Joe Marhefka

Profile
- Position: HB

Personal information
- Born: February 16, 1902 Phillipsburg, New Jersey, United States
- Died: June 30, 2003 (aged 101) Easton, Pennsylvania, United States

Career information
- College: Lafayette College

Career history
- 1924–1925: Pottsville Maroons
- 1926: Philadelphia Quakers

= Joe Marhefka =

American football player (1902–2003)

Joseph Cyril Marhefka (February 16, 1902 – June 30, 2003) was an American professional football player who played halfback for the Pottsville Maroons and the Philadelphia Quakers. A native of Phillipsburg, New Jersey, he was recruited to Lafayette College, where he played on their football team for four years. He then had a three-year professional football career in the Anthracite, National Football, and first American Football leagues. Afterwards he worked as an English and Latin teacher, remaining involved in football by officiating high school and college games. He died in June 2003 at the age of 101.

==Early life==
Marhefka, the son of Czech immigrants, was born in 1902 in Phillipsburg, New Jersey.
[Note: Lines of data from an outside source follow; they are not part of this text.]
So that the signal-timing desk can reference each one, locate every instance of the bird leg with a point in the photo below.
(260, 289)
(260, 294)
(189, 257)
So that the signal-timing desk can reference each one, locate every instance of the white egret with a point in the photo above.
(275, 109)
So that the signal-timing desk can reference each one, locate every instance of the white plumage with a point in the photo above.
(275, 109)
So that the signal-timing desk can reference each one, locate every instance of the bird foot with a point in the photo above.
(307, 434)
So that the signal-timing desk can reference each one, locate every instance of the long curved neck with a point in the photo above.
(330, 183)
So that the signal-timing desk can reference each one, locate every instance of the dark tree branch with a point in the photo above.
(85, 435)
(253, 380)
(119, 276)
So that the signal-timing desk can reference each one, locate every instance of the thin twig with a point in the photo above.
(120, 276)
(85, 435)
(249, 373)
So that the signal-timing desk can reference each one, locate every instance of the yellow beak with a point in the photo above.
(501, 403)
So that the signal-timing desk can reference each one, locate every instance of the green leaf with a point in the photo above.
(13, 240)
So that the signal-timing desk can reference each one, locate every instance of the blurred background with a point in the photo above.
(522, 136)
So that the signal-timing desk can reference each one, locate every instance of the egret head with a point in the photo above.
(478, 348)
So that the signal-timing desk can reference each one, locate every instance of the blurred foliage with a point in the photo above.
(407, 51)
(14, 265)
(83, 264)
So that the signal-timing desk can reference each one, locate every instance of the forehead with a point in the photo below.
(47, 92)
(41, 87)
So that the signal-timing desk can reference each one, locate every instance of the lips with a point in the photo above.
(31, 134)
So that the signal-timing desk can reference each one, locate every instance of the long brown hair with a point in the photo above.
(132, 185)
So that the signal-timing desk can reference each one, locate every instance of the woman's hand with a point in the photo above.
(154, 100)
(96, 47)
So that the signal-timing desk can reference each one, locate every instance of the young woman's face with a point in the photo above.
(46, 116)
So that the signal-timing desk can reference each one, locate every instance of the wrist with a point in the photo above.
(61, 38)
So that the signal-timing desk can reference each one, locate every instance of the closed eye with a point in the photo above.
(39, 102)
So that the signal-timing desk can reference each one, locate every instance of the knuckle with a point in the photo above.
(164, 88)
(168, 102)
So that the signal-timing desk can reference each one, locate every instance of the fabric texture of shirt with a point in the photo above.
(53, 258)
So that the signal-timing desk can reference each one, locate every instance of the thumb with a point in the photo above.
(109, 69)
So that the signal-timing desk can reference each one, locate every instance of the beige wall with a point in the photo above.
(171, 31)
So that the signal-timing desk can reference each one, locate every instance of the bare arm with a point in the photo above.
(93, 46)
He was an orphan by the age of 13 and attended the Benedictine Academy, where he was athletically involved in several sports. He entered Lafayette College in Easton, Pennsylvania, in 1920.

==Football career==
A halfback, Marhefka spent four seasons, 1920 through 1924, on Lafayette's football team under coach Jock Sutherland. In 1921 the squad went undefeated, but the college's president refused to allow them to compete in the Rose Bowl. After graduation, he was picked up by the Pottsville Maroons and played with them during their sole season in the Anthracite League, in which they were the champions. He remained with the team when they joined the National Football League the following year and was with them when, despite having the best record in the league, they were denied the 1925 NFL championship after being controversially suspended. He did not, however, not play in any games for the Maroons during the 1925 season. Marhefka had a final season in professional football with the 1926 Philadelphia Quakers of the first American Football League, in which they were the champions. Marhekfa appeared in two games for the team during the season.

==Later life==
After his playing career ended, Marhefka settled in Easton and worked as an English and Latin teacher at the local high school until 1968. He also served for many years as a swimming coach and a high school and college football official. He had one child, Joe Jr., with his first wife, prior to her death, and married his second wife, Gladys Walker, in 1947. Joe Jr. also played football for Layfayette. He died on June 30, 2003, of congestive heart failure, at the age of 101, several months after falling at his home. He was the last surviving member of the 1925 Pottsville Maroons and Lafayette's oldest alumnus.